O operador de direito com essas características pode representar um risco à coletividade. O juiz de índole conservadora, narcisista, pode fazer uso de seu cargo para abastecer o amor a si próprio. Para isso, uma estratégia é buscar o aplauso e o apoio das multidões. A multidão não é racional. É inconsciente grupal. Terry Pratchett, escritor inglês, dizia que a inteligência de uma criatura conhecida como multidão é igual à raiz quadrada do número de pessoas dentro dela. O indivíduo, na multidão, abre mão de sua personalidade e adere à identidade coletiva, uma identidade inferior, da espécie, animal. A multidão é sempre punitivista, porquanto a notícia de crime é ameaça para a espécie. Irracional, a inconsciência não distingue notícia de delito com o próprio delito. Maquiavel já aconselhava ao príncipe buscar legitimidade nas multidões quando quisesse burlar leis e normas das instituições. Alguém comentou que a multidão é a mãe de todos os tiranos. Buscar legitimidade perante o povo é estratégia antiga de tiranos.
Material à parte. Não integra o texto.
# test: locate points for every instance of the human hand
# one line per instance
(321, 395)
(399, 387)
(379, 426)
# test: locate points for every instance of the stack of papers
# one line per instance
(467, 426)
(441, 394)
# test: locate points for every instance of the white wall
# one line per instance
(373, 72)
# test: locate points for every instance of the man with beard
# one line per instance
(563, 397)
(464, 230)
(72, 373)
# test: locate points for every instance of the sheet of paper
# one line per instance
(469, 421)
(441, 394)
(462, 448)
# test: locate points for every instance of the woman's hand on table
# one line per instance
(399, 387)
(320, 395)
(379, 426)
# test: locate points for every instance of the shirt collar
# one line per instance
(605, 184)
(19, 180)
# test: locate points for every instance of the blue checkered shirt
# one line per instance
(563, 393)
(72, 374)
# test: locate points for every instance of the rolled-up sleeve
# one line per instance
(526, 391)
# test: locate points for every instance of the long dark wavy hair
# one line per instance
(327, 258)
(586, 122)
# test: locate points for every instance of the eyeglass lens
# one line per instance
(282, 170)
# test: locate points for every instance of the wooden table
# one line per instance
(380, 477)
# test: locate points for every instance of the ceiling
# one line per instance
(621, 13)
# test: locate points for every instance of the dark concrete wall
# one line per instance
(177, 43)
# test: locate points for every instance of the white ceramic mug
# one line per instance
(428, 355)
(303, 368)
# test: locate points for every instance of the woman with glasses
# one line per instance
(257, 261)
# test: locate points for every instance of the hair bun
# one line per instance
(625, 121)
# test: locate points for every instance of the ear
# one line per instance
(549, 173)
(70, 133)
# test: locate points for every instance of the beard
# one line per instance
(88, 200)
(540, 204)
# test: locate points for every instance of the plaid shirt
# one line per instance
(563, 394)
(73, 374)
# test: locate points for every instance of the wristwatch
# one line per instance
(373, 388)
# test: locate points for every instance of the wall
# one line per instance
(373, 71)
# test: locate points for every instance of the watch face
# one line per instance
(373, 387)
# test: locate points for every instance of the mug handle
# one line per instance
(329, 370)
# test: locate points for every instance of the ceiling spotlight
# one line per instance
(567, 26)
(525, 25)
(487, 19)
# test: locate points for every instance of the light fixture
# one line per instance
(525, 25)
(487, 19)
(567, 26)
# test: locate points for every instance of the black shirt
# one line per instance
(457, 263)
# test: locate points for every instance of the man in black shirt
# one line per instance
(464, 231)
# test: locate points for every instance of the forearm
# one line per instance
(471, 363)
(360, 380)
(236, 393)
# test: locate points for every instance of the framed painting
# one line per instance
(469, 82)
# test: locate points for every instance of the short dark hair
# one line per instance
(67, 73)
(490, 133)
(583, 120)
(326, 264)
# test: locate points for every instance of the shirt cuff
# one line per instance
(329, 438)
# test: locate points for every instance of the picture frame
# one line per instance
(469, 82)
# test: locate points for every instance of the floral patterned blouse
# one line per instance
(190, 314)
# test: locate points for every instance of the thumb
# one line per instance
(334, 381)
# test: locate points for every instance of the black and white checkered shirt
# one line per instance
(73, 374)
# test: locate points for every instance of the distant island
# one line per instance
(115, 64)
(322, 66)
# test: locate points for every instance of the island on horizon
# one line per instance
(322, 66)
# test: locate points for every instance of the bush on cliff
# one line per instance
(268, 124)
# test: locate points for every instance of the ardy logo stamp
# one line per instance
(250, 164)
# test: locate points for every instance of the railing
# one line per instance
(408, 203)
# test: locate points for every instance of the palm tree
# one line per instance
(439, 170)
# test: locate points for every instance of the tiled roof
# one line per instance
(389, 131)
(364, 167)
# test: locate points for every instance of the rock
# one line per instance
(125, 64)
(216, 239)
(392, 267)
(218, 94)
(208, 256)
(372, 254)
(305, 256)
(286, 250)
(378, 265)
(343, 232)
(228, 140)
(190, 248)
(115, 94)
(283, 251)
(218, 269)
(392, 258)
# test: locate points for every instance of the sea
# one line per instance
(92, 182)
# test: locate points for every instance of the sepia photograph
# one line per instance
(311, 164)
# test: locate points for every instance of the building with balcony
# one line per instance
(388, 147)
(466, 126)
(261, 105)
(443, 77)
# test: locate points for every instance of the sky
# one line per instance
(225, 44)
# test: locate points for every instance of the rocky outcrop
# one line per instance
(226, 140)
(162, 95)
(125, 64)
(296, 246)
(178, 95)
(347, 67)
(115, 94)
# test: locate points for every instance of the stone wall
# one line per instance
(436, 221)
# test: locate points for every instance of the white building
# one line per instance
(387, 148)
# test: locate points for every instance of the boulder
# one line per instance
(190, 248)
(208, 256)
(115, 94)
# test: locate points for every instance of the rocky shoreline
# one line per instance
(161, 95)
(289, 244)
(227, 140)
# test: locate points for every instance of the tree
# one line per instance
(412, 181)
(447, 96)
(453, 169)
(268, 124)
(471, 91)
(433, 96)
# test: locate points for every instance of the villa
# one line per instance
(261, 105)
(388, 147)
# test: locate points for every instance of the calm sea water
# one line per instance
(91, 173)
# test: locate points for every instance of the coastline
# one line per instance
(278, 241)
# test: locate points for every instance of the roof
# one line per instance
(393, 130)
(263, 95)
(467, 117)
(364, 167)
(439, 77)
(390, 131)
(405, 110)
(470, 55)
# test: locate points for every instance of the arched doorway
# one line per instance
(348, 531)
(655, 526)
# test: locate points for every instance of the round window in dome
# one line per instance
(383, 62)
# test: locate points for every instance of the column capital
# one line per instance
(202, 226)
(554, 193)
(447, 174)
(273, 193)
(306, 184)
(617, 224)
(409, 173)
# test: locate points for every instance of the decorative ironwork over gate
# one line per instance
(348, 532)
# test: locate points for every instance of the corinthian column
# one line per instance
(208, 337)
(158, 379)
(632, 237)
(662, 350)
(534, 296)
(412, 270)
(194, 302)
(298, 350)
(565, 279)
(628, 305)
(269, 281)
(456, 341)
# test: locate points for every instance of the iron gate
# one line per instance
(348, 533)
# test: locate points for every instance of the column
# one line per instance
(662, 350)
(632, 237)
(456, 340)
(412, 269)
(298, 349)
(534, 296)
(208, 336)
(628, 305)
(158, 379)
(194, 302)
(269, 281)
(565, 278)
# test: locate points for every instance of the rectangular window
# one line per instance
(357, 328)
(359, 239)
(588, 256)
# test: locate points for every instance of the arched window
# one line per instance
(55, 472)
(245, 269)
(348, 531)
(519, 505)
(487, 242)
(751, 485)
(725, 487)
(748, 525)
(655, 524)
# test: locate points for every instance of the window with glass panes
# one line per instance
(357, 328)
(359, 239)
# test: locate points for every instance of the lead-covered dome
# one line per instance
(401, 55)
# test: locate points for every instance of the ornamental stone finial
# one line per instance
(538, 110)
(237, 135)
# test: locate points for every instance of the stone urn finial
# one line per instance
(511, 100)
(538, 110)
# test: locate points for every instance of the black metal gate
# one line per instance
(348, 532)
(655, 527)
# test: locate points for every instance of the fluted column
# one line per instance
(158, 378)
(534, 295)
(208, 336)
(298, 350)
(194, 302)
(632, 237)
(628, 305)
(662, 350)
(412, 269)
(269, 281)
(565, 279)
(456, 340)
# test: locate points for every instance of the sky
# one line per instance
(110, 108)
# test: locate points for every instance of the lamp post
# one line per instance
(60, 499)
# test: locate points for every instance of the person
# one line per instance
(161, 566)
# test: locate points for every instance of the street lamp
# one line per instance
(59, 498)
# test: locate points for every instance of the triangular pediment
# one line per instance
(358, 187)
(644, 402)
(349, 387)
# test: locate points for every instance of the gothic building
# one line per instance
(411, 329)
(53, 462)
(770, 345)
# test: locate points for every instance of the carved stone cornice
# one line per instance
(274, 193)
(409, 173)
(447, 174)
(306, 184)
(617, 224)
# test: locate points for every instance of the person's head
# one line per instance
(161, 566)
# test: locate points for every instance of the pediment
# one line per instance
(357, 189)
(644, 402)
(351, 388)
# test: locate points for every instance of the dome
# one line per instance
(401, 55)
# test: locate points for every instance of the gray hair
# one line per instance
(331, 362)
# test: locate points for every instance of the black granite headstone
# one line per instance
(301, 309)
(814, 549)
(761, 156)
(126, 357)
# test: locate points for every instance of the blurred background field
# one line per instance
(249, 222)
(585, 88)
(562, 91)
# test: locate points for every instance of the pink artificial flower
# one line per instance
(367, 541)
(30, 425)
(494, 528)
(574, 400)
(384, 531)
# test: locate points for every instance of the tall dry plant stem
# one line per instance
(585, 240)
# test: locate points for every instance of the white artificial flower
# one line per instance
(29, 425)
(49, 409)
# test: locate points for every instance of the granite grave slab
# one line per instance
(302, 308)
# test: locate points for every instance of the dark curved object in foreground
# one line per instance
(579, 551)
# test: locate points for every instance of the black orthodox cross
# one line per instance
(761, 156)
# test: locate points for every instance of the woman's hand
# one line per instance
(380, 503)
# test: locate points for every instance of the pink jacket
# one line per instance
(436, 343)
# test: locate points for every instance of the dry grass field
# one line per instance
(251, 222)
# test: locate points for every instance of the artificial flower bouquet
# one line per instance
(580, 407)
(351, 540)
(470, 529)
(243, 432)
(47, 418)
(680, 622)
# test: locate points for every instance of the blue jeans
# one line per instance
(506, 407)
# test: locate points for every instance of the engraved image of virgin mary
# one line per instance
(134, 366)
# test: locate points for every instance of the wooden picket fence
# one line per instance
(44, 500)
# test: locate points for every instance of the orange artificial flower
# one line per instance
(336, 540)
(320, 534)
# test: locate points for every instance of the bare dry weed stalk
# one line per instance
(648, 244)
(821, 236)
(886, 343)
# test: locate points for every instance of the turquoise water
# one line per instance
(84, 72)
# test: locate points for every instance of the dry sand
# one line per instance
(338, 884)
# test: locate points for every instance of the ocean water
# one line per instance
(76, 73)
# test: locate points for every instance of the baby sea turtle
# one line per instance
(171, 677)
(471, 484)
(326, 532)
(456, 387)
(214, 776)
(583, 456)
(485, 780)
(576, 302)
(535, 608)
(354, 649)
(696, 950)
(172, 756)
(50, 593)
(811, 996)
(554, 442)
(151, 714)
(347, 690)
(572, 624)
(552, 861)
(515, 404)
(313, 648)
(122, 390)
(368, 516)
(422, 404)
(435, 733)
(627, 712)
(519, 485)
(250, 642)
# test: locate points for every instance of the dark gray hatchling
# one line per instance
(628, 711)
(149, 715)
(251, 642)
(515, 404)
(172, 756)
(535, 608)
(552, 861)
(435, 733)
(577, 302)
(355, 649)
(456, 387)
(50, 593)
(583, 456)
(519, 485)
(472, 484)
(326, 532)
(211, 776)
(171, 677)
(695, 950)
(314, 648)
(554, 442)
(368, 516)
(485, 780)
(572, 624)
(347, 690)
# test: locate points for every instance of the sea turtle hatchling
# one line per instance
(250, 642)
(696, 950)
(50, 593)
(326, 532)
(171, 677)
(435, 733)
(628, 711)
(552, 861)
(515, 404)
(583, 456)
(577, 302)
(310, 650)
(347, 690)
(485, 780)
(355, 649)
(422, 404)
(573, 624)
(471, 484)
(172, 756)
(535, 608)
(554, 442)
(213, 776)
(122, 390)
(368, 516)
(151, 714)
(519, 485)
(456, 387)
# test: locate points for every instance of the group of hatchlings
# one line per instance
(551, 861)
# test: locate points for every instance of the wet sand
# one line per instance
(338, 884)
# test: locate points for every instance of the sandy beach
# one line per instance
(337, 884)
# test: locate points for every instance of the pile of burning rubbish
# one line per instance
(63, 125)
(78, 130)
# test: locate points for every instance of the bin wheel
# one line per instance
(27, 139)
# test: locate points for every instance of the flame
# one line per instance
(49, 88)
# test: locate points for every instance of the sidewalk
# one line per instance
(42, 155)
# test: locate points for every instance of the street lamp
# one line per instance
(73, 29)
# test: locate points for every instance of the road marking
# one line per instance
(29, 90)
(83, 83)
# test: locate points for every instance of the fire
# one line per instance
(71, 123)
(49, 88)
Para o narcisista só o que importa é a sua ambição, a qual, de alguma maneira, irá reforçar seu amor-próprio. Como sua carência afetiva é ilimitada, seu projeto é macromaníaco. Sendo juiz, poderá se tornar populista, buscando legitimidade nos gritos das multidões. Elas lhe protegerão para que possa atropelar leis e instituições quando no rumo de seus objetivos.

As instituições e seus órgãos correcionais devem sempre ficar atentos quando a cabeça de Narciso desponta na janela. Deve ser decepada imediatamente. Na vacilação, o tempo que restar poderá não ser suficiente para evitar catástrofes institucionais. Depois será tarde. Cumpre a sistema impedir o juiz de se travestir de notícia para inaugurar e liderar cruzadas contra o Mal.